The Northern Colorado Plateau Network monitors air quality, climate, land surface phenology, landbirds, landscape dynamics, springs and seeps, upland vegetation and soils, wadeable streams, and water quality at Arches National Park. The results of that monitoring provide park managers with scientific information for decisionmaking.
Before becoming a national park in 1971, Arches National Park was established as Arches National Monument by Presidential Proclamation on April 12, 1929, "to protect extraordinary examples of wind erosion in the form of gigantic arches, natural bridges, 'windows,' spires, balanced rocks and other unique wind-worn sandstone formations . . . because of their educational and scenic value." The park has the largest concentration of natural stone arches in the world.

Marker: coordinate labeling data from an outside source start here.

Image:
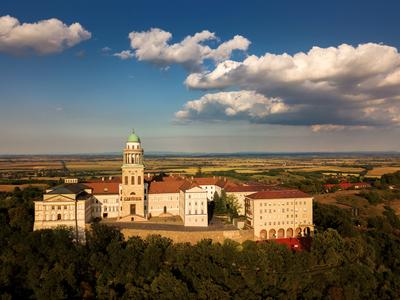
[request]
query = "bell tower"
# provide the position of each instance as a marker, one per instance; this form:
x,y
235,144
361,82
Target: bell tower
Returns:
x,y
132,191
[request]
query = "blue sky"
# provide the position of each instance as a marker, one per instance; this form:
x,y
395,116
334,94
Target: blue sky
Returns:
x,y
79,98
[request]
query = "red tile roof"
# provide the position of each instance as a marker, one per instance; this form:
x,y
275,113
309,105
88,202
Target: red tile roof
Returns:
x,y
278,194
209,181
188,185
104,187
165,187
247,188
107,179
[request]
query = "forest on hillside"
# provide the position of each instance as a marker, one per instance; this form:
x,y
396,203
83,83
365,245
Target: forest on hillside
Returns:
x,y
345,262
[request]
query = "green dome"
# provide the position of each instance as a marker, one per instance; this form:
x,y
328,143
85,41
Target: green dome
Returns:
x,y
133,138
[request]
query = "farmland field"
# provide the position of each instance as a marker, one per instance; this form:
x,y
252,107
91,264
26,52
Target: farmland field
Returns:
x,y
41,165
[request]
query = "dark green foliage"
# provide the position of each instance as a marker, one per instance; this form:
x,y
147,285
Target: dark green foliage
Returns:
x,y
373,197
343,263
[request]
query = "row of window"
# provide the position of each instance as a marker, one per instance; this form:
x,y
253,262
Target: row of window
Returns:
x,y
106,209
190,203
171,198
283,223
283,210
283,203
161,207
139,180
61,207
195,212
287,216
58,217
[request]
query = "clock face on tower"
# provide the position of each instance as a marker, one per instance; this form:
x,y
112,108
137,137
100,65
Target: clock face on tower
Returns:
x,y
132,192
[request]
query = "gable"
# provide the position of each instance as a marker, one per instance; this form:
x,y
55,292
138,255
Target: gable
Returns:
x,y
58,198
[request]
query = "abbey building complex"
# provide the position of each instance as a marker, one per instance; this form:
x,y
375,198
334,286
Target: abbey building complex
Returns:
x,y
138,197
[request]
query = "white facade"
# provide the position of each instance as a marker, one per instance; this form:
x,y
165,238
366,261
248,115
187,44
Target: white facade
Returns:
x,y
280,218
106,206
211,189
193,207
163,203
63,210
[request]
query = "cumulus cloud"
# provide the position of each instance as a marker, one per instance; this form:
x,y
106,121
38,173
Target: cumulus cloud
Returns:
x,y
329,87
44,37
238,105
331,127
126,54
153,46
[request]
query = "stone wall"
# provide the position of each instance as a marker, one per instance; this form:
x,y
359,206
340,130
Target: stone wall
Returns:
x,y
192,236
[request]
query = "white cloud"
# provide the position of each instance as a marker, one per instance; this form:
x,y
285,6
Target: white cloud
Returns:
x,y
331,127
126,54
106,49
336,86
153,46
44,37
239,105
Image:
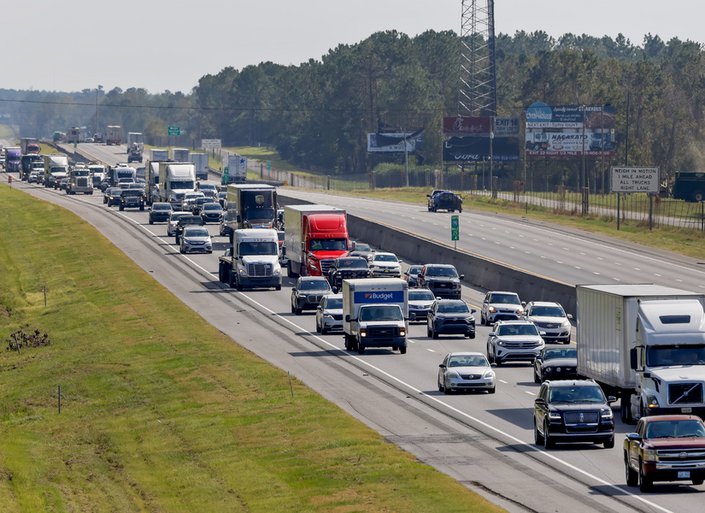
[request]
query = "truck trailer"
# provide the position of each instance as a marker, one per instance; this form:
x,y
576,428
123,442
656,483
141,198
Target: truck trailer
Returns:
x,y
252,261
315,236
375,313
644,343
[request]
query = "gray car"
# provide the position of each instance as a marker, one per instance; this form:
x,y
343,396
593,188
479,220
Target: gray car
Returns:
x,y
329,314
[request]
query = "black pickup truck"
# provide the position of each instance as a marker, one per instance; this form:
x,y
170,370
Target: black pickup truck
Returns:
x,y
347,268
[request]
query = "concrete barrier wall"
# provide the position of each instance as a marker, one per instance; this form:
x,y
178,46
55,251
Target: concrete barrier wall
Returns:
x,y
478,271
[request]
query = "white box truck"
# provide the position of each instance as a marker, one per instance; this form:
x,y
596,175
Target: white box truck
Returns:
x,y
375,313
201,162
175,180
252,261
644,343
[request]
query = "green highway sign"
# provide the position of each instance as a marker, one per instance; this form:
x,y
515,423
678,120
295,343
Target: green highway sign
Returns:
x,y
454,227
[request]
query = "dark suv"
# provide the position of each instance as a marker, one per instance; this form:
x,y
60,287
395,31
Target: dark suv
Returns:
x,y
441,279
573,411
444,200
346,268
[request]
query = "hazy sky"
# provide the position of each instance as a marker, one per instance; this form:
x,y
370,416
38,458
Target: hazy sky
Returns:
x,y
168,45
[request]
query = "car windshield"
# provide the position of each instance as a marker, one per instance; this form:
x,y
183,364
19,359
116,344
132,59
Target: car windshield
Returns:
x,y
352,263
197,232
517,329
421,295
381,313
551,354
329,244
508,299
675,429
657,356
577,394
453,307
314,285
547,311
259,248
334,303
468,361
442,271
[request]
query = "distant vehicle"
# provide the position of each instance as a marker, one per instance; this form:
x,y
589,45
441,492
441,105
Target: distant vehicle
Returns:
x,y
444,200
665,448
329,314
307,293
420,301
441,279
465,371
452,317
514,341
689,186
556,363
159,212
500,305
573,411
195,239
550,318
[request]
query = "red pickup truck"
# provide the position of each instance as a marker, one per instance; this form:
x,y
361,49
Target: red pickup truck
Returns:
x,y
665,448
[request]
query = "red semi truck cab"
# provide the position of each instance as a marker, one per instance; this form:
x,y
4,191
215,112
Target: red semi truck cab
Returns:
x,y
315,235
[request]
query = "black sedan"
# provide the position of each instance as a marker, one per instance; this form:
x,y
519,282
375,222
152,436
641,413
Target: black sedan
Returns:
x,y
452,317
556,363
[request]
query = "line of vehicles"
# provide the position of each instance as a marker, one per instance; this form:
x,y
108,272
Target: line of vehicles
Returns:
x,y
641,344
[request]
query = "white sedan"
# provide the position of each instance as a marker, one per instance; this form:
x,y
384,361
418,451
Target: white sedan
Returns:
x,y
465,371
385,264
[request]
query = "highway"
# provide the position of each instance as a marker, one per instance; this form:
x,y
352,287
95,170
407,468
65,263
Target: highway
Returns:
x,y
483,441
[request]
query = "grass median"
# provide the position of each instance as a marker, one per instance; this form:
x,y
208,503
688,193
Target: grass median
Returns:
x,y
161,411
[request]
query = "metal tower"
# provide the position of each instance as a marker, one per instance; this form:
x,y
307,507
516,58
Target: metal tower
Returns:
x,y
478,92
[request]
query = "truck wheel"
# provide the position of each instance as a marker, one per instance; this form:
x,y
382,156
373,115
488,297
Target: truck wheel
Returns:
x,y
645,482
630,474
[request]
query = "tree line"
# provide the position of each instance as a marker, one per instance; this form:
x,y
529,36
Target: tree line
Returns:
x,y
317,114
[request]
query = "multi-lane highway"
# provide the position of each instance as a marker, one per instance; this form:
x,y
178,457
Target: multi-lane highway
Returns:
x,y
484,441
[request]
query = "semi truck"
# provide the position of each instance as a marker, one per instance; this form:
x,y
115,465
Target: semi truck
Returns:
x,y
79,181
644,343
252,261
13,156
135,146
180,154
375,313
56,167
201,162
175,180
159,154
249,206
315,236
29,145
113,135
236,171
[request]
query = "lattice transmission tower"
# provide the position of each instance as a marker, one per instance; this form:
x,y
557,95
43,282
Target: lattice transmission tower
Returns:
x,y
478,91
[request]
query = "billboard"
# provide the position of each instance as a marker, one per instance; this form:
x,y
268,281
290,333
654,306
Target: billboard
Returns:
x,y
569,130
469,139
394,142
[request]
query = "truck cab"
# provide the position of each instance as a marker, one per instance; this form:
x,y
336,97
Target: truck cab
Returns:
x,y
252,261
375,314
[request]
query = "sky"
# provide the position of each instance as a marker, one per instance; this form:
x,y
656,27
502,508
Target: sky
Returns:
x,y
163,45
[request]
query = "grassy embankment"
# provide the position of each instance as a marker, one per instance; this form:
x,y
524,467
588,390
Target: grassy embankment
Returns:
x,y
164,412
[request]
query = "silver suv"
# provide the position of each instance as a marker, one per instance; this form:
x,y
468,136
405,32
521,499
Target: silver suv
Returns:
x,y
514,341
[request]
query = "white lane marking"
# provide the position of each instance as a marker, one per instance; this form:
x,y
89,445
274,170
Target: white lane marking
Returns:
x,y
490,427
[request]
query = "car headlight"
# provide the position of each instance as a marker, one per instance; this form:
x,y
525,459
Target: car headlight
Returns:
x,y
650,455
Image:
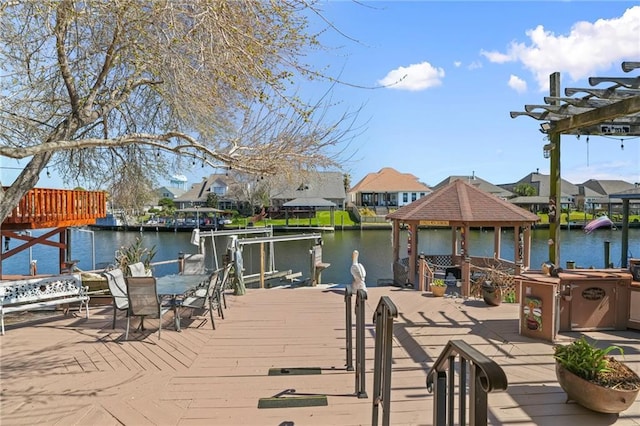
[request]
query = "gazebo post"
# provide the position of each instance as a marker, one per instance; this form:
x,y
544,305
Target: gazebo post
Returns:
x,y
526,258
395,240
454,240
517,254
413,256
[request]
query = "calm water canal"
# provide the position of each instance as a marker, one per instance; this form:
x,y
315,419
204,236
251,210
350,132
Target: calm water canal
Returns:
x,y
374,246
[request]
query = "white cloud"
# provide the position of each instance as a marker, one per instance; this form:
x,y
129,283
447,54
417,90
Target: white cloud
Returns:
x,y
517,84
475,65
613,170
585,50
414,77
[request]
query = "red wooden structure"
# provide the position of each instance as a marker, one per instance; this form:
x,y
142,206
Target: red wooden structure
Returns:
x,y
43,208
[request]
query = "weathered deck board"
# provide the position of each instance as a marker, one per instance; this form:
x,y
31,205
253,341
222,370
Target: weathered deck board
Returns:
x,y
67,370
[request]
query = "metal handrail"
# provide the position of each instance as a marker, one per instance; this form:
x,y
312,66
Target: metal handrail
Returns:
x,y
485,376
348,293
361,297
383,317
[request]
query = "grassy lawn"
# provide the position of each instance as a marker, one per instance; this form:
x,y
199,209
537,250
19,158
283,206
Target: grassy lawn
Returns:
x,y
580,217
322,218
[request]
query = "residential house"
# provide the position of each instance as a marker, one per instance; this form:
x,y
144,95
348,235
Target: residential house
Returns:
x,y
169,192
479,183
540,201
226,190
308,189
594,195
387,188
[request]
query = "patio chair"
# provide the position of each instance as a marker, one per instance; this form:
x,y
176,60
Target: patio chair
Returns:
x,y
193,264
143,302
205,297
138,270
118,290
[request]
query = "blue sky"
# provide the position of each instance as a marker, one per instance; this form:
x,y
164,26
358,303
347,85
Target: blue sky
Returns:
x,y
463,66
466,65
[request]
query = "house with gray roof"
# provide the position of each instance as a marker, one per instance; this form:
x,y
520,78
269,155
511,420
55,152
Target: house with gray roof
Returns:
x,y
227,191
540,201
387,188
479,183
309,190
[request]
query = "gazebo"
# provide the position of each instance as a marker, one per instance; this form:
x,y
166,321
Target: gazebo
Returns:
x,y
461,206
309,203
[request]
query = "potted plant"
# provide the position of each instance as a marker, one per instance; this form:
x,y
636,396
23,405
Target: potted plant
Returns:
x,y
134,253
438,287
593,379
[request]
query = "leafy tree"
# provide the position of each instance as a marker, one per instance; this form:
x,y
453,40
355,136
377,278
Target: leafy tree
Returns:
x,y
166,203
524,190
115,93
212,200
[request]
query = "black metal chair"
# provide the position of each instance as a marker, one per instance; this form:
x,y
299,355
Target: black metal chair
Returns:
x,y
205,297
118,290
143,302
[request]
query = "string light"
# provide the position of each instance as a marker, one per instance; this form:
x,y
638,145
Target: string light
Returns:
x,y
587,150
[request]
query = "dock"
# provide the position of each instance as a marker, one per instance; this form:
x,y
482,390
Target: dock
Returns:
x,y
70,370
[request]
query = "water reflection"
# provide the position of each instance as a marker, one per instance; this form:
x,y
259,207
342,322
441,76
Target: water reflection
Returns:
x,y
374,247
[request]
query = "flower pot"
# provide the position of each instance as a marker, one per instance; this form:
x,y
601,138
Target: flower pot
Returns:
x,y
491,294
438,291
592,396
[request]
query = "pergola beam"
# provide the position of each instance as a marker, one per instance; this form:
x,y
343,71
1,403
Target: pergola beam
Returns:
x,y
621,108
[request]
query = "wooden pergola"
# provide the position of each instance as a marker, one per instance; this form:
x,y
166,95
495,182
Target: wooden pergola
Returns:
x,y
610,111
461,206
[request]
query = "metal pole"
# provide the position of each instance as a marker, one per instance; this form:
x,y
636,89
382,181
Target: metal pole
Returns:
x,y
348,327
361,392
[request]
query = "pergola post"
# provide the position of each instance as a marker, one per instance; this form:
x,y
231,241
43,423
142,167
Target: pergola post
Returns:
x,y
625,233
555,191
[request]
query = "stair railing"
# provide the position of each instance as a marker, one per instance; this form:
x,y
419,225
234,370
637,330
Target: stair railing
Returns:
x,y
383,319
484,376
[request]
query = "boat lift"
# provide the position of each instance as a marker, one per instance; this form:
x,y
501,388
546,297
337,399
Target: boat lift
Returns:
x,y
267,270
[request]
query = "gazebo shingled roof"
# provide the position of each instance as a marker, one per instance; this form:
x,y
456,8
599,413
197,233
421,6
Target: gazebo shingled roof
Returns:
x,y
460,205
460,202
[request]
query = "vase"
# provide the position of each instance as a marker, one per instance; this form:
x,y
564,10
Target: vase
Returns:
x,y
592,396
438,291
491,294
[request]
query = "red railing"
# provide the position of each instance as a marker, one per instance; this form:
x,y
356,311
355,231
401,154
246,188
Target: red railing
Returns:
x,y
52,208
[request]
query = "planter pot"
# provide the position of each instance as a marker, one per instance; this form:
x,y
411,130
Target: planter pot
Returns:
x,y
592,396
492,295
438,291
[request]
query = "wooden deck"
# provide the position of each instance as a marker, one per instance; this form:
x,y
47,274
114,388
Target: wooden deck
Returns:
x,y
69,370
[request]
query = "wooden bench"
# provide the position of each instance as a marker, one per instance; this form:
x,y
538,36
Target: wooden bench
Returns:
x,y
37,293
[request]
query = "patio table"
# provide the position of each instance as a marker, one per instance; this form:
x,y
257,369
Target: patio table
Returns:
x,y
173,286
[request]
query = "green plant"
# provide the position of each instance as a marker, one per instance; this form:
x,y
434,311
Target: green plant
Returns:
x,y
584,359
125,256
438,282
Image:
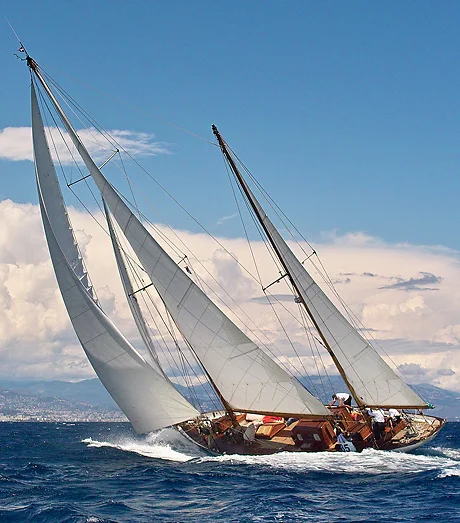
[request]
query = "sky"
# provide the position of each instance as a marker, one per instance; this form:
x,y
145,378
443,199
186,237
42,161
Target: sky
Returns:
x,y
346,112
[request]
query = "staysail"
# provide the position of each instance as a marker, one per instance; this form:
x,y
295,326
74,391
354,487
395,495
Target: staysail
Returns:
x,y
129,293
371,379
245,375
148,400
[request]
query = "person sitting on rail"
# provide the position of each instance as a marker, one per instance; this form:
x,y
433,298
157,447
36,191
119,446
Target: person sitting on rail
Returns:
x,y
343,399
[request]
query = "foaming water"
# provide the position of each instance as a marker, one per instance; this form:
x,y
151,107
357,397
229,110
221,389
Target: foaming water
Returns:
x,y
171,446
158,446
370,461
104,472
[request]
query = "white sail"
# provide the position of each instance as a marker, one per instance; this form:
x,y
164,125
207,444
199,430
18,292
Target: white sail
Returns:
x,y
373,380
148,400
53,198
132,300
247,378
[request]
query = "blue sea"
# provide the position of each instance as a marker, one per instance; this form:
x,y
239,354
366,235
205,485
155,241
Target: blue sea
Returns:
x,y
103,472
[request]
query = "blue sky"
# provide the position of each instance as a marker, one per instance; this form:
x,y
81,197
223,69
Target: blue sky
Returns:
x,y
347,112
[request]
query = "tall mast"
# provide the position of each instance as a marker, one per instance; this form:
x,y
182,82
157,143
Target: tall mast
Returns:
x,y
252,200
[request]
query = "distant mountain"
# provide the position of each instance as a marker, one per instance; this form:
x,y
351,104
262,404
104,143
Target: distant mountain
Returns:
x,y
91,394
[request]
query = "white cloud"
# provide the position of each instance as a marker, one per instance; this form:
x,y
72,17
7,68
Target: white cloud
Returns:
x,y
418,330
16,144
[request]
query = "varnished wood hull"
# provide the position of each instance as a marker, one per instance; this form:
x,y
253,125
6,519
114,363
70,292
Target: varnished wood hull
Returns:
x,y
215,433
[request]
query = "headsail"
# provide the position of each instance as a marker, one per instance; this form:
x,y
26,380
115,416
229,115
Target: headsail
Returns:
x,y
132,300
371,379
247,378
148,400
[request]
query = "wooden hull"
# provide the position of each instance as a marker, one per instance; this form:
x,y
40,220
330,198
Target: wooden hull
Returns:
x,y
215,433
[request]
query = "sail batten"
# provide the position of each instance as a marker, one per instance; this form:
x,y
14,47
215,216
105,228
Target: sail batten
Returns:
x,y
252,380
148,400
370,378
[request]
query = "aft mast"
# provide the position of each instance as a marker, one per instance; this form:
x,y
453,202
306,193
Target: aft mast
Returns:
x,y
369,378
246,377
256,210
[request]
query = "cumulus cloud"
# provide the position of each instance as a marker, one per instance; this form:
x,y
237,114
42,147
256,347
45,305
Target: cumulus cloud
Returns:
x,y
419,332
416,284
16,144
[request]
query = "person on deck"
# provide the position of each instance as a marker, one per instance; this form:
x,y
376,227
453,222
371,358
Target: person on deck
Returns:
x,y
394,417
343,398
378,419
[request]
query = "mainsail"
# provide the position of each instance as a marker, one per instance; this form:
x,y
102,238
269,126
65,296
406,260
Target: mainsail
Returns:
x,y
148,400
245,375
370,378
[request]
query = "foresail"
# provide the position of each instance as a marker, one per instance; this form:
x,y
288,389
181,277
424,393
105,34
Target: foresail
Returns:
x,y
148,400
247,378
132,300
52,196
373,380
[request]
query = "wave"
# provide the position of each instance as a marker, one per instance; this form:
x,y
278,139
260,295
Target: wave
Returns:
x,y
169,445
156,445
369,462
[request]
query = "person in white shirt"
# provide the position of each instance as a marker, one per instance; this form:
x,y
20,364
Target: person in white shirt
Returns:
x,y
378,423
343,398
395,417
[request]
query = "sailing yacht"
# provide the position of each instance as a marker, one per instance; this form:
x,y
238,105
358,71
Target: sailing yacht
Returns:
x,y
262,407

Elevation ranges from approximately 1,219 meters (4,000 feet) in the canyons to 1,585 meters (5,200 feet) on the rims. The climate is arid and characterized by hot, dry summers and cool to cold winters. Arches National Park is largely covered by exposed bedrock, weakly developed soils, and sand dunes. Desert shrublands are the park's most common vegetation type. Woodlands and sparse woodlands are also common and widely distributed. The park boundary is adjacent to the Colorado River for approximately 10 miles.
Increased recreational use, trespass livestock, and exotic plant species invasion are the park's main natural resource management concerns. On the other hand, ambient noise levels are the lowest in the country and the park's night-sky resources are outstanding.